奏多と結愛を護るためにこの状況を打開すること――一族の上層部の野望を(くじ)くために絶望の未来になる連鎖を断ち切ることだ。

「決められた運命なんかに絶対に負けたくないもの!」

観月の覚悟が決まる。

ここにいるみんなで神の加護に本気で抗う。
そして、『破滅の創世』の神意に立ち向かう。

観月は信じている。奇跡が起こることを。
奏多達が定められた運命を壊してくれることを。

「たとえ、まどかが立ち塞がってきても、私達は『破滅の創世』様の記憶のカードを手に入れてみせる……」

問題があるとすれば、どうしてもできるだけまどかを傷つけたくないという観月の心が働いてしまうことだろうか。
それでも操られている状態から一手でも早く、彼女を取り戻さねばならない。

「――全力でまどかを止めてみせるわ!」

拳を握り締めた観月は手加減はしないと意を決する。

「……奏多が今も神の力を行使できている。『破滅の創世』様の『記憶のカード』が、この近くにあるのは間違いないからな」

慧は奏多の様子からそう結論づけた。
それを知ることができたのはまだ捕えられたままのまどかと対峙した時の貴重なアドバンテージとなる。
神の加護を妨害することで彼女の戒めを解き放つ選択を最初から取れるのだから。

「司達が今、この付近を捜索している。ただ、手がかりは掴めていないみたいだな」
「大丈夫です! 大丈夫ですよ! きっと見つかります!」

結愛が先を促すように言葉を重ねたのは、カードの在処(ありか)を求めたからではない。
奏多と観月がどこか不安そうな表情を浮かべていたためである。

「ほらほら、私の予感は当たるんです。
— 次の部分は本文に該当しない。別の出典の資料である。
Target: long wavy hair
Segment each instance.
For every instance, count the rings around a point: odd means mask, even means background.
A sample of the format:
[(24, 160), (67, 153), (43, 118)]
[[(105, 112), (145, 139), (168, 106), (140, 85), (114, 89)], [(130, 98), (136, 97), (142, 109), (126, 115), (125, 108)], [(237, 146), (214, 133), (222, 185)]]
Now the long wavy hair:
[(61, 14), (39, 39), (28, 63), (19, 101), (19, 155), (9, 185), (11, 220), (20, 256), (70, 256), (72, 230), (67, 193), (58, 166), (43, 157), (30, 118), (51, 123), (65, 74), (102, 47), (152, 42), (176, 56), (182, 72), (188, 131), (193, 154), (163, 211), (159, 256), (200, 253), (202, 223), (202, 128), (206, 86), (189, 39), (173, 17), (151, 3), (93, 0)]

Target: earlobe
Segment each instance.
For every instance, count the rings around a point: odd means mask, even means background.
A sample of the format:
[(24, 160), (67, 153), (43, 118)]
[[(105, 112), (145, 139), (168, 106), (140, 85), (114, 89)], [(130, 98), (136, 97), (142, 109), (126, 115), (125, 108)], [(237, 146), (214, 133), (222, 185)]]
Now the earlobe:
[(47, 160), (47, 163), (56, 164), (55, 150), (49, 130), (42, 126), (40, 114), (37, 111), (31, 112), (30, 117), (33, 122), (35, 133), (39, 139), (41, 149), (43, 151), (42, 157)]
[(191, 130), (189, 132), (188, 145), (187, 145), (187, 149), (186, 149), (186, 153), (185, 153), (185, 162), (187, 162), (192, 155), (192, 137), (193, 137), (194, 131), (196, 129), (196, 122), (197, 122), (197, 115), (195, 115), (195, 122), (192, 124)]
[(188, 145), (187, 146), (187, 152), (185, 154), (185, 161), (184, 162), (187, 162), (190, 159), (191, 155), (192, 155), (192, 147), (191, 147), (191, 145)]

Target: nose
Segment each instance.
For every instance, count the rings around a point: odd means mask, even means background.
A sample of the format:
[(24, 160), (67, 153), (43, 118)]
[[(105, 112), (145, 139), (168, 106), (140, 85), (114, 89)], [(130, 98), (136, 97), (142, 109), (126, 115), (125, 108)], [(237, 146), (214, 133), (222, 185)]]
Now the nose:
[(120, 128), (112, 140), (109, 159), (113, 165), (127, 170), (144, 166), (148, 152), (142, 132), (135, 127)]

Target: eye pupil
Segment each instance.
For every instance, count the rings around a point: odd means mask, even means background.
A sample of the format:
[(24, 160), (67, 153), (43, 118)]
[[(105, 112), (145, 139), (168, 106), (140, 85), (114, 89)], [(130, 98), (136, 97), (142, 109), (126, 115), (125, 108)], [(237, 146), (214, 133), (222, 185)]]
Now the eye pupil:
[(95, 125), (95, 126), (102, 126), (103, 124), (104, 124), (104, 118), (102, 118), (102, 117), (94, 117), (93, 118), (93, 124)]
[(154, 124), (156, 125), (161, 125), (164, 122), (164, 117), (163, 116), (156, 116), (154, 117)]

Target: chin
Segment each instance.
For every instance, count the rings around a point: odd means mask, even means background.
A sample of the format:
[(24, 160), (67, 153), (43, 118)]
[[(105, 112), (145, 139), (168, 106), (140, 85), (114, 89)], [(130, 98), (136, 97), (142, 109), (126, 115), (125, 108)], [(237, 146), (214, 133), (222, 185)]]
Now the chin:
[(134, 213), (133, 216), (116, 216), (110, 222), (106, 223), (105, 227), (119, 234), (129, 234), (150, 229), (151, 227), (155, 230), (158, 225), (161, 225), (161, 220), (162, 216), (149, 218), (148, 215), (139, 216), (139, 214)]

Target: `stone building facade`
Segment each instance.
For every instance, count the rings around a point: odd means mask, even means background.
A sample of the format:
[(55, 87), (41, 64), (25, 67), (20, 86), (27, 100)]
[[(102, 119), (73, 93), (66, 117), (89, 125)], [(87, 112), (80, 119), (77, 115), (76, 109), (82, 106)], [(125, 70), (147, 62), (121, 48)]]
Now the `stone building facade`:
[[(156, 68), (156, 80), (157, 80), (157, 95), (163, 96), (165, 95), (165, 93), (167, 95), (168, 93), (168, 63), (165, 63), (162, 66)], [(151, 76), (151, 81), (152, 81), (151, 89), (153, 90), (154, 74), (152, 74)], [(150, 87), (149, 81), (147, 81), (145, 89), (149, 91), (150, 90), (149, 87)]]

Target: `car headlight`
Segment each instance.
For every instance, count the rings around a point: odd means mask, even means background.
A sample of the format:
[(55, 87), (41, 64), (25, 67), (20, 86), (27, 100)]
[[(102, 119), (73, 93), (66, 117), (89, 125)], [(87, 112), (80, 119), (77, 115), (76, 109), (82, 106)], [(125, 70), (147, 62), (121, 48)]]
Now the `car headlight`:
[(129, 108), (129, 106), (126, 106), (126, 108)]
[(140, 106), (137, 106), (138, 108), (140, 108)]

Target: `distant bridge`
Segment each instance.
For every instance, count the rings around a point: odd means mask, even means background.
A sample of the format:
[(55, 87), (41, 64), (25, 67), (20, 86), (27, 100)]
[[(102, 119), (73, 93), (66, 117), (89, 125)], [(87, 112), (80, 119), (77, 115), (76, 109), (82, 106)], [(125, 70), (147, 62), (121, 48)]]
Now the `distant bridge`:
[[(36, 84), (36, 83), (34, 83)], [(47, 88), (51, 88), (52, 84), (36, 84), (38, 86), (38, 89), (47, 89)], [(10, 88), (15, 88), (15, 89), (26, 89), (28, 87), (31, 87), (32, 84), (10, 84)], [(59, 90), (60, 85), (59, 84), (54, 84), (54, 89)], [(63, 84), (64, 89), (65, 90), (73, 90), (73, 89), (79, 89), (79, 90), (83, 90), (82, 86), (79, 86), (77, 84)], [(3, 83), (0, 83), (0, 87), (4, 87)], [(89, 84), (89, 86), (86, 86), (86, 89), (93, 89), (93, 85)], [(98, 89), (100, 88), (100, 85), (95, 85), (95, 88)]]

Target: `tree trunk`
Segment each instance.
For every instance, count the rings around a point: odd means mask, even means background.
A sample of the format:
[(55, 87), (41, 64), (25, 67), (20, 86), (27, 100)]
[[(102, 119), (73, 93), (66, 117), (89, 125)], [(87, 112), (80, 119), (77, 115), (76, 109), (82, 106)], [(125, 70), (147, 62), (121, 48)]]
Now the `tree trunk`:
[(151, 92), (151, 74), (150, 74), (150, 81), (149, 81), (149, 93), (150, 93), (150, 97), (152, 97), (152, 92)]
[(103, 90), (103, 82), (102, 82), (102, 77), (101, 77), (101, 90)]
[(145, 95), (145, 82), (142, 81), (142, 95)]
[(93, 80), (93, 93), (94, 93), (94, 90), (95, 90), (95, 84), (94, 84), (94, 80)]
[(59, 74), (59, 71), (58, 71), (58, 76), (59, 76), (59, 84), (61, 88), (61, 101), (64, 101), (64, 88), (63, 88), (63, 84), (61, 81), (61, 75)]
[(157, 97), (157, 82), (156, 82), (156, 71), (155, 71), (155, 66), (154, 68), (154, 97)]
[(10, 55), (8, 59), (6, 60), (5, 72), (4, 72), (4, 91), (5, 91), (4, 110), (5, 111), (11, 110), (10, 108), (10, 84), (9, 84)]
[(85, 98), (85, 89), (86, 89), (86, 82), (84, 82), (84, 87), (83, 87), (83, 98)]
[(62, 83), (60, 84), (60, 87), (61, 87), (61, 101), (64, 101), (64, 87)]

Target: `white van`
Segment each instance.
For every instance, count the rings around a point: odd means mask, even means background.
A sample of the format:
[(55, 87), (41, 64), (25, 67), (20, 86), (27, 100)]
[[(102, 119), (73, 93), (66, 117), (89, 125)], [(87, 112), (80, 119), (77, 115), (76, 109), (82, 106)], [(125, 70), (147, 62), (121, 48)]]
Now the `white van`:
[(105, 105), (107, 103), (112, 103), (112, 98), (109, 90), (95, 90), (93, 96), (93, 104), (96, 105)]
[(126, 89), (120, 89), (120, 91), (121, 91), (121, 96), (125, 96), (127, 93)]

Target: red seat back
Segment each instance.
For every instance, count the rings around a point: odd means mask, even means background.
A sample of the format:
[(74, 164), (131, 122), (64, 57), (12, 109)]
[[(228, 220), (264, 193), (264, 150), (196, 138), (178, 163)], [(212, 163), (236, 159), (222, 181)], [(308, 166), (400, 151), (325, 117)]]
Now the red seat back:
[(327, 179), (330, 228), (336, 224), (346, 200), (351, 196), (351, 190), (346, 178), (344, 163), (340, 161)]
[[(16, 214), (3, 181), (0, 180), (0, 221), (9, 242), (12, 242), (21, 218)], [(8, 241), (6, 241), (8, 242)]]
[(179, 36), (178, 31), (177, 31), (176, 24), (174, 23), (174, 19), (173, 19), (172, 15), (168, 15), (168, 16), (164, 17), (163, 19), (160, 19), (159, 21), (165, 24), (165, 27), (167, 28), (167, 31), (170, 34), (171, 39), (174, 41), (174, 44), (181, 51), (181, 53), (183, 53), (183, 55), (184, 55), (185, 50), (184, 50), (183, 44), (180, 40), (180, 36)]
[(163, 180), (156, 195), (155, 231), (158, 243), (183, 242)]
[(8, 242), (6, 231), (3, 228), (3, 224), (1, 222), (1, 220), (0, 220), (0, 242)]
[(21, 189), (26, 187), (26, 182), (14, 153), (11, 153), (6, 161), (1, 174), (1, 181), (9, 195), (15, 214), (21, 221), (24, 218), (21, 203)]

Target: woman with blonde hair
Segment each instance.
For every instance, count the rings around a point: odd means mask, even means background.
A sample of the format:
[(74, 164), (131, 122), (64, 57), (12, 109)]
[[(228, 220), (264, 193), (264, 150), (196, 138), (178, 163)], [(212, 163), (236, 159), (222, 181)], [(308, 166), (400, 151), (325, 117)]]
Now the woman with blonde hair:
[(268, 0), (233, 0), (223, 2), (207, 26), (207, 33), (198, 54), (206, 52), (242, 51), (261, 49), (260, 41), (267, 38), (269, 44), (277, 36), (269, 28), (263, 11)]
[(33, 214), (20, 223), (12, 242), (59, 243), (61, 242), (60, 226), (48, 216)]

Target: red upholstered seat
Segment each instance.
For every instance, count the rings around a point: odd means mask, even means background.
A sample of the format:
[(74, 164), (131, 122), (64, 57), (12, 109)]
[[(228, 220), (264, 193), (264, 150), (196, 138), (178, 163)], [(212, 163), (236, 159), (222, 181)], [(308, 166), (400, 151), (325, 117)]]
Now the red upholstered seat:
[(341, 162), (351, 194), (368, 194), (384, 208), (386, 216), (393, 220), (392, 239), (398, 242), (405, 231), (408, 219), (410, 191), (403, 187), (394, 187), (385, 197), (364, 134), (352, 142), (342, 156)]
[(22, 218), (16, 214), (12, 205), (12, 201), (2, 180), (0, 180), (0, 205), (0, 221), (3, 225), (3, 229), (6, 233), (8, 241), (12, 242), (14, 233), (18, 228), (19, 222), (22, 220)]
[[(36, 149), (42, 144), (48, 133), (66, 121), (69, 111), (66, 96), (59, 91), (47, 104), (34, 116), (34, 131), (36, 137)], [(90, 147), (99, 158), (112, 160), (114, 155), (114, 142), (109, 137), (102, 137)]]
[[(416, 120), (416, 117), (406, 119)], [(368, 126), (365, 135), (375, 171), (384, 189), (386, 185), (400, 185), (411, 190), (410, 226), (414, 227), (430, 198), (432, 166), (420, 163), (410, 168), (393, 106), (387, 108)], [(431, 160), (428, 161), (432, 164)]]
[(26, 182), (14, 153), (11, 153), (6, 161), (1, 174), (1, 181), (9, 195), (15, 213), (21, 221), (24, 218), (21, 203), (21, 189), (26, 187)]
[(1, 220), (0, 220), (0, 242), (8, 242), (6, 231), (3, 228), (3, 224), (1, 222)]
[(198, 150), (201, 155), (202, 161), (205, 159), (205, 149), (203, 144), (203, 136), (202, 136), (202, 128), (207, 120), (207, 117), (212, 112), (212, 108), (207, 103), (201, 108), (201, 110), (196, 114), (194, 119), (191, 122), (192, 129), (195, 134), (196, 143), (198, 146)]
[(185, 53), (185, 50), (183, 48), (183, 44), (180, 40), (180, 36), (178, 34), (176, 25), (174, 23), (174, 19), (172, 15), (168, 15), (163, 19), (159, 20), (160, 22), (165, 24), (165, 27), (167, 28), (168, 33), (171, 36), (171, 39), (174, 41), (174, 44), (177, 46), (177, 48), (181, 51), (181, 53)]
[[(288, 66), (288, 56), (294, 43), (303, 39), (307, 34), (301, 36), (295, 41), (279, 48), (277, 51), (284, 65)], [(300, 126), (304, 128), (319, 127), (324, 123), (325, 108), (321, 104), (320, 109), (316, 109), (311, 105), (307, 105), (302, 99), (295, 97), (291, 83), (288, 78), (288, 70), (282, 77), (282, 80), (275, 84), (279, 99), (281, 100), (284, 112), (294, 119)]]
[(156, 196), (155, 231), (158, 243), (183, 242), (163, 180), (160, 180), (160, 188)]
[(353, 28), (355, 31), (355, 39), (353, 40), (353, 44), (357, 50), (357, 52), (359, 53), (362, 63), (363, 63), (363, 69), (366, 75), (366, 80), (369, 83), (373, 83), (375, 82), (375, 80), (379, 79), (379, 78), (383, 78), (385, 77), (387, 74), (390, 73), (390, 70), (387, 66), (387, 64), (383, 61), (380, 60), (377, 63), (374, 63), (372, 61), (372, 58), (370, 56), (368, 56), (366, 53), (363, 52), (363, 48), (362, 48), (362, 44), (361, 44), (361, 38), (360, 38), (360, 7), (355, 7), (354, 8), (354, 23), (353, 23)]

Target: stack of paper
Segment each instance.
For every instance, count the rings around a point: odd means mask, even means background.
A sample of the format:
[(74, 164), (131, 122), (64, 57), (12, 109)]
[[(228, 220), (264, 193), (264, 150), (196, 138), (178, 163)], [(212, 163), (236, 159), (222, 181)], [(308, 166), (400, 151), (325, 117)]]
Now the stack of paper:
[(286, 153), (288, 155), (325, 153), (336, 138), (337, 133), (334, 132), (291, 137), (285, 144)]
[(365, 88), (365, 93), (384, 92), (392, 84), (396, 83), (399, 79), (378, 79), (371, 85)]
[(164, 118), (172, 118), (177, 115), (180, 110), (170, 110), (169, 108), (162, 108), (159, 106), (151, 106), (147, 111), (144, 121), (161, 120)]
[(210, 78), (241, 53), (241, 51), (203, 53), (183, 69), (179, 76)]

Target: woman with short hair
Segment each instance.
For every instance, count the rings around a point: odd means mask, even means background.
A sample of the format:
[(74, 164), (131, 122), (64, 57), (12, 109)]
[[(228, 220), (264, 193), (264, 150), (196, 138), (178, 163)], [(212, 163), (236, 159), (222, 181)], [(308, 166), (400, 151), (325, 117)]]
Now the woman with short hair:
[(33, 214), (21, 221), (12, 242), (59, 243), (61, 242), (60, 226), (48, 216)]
だから大丈夫です!」
「……っ」

それでも表情を雲らせている奏多に、結愛は思いの丈をぶつけた。

「私はどんな奏多くんでも大好きですよ」

結愛は想いが色褪せないように改めて告白する。
形に残るものが全てじゃないと知っているから。
そして、『破滅の創世』の記憶がある時の奏多も『奏多』だと気づけたから。

「奏多くんの幸せが私の幸せです。だから、私にも奏多くんと同じ光景を――明日を見させてください」

結愛はいつもいつも願う。
ずっと、奏多の傍に居させてほしいと。
どうかこの命に奇跡の灯を。

「あと、あの……できれば、ずっと一緒にいるだけではなくて」
「結愛?」

それを願うのは欲張りだと思いながらも、結愛には離れがたい気持ちだけが増していく。

「奏多くんのお嫁さんになりたいです!」
「……っ」

結愛が覚悟を決めて、奏多を切望する。
その独占じみた想いに、奏多の胸が強く脈打った。